Goldman analysts expected core inflation to rise 0.1% by 2027 and 0.05% in 2028 as higher electricity prices cause companies to pass on higher costs to consumers.

Analysts say the rapid growth of data centers is colliding with power supply constraints, as labor and material shortages make it difficult to build new power plants, along with regulatory barriers.
Tighter supply-demand balances will likely push up wholesale power prices, especially in California, the Midwest and the mid-Atlantic region, they said. Utilities will increase spending on infrastructure to meet demand, which will be passed on to consumers, they said.
The AI industry’s role in electricity price inflation has become a major political flashpoint ahead of this November’s midterm elections. Democrats Mikie Sherrill and Abigail Spanberger won the 2025 New Jersey and Virginia gubernatorial elections, respectively, on promises to lower utility costs.
President Donald Trump has embraced the AI industry as a driver of economic growth, but increasingly sees power prices as a threat to the Republican Party’s political fortunes. In January, President Trump secured a promise from Microsoft that it would not allow data center price gouging.

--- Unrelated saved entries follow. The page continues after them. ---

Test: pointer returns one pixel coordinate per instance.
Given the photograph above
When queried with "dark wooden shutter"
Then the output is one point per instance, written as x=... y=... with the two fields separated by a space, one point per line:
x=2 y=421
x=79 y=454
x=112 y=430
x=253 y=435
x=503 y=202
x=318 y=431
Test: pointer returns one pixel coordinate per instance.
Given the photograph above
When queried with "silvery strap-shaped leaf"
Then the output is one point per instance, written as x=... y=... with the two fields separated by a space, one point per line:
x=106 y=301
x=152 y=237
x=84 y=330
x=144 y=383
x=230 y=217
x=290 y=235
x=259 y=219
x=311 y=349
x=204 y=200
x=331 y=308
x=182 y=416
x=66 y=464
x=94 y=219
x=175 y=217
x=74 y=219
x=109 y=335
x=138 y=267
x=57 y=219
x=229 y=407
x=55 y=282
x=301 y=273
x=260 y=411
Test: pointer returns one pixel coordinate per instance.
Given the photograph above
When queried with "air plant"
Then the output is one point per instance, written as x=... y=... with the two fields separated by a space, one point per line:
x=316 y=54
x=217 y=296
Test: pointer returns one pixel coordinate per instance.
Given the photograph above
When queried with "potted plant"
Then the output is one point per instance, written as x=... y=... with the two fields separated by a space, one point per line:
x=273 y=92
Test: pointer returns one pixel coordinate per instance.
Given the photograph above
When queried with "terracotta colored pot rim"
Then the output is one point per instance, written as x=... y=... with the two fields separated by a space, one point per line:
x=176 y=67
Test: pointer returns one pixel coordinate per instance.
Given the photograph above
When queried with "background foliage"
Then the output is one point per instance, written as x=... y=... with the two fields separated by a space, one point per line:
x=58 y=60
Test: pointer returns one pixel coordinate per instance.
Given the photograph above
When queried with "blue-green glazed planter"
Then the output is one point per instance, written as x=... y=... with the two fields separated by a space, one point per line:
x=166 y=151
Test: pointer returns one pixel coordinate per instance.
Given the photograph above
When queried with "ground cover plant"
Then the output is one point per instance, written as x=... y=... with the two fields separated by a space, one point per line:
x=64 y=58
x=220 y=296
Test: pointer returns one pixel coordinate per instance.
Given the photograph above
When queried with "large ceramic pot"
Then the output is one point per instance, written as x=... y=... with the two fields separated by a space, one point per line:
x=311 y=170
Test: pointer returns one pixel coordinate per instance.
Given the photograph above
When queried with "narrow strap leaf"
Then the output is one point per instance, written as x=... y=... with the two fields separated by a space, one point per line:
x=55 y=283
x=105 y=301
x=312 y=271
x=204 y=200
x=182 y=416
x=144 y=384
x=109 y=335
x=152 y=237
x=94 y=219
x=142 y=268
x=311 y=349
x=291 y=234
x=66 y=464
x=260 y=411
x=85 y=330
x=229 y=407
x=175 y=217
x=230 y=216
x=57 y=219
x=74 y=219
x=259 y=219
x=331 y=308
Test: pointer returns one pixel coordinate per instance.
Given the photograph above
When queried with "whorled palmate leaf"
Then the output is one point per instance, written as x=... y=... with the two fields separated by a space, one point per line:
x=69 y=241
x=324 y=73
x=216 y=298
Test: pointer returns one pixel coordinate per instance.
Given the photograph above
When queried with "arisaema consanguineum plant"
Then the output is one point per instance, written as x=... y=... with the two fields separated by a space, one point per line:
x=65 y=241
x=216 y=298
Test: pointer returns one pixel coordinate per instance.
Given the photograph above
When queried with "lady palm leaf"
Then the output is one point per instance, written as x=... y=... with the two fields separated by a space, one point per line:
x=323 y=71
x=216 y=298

The White House also signed agreements last month with several states that require tech companies to pay for new power plants on the PJM interconnector, the nation’s largest power grid.
Data centers play a particularly disruptive role in the PJM market, which covers 13 states, primarily in the Mid-Atlantic and Midwest. The cost of powering PJM has exploded in recent years, with data centers attributable to $23 billion, according to watchdog Monitoring Analytics. These costs are passed on to consumers.
This amounts to a “huge wealth transfer,” the watchdog group told PJM in a letter in November.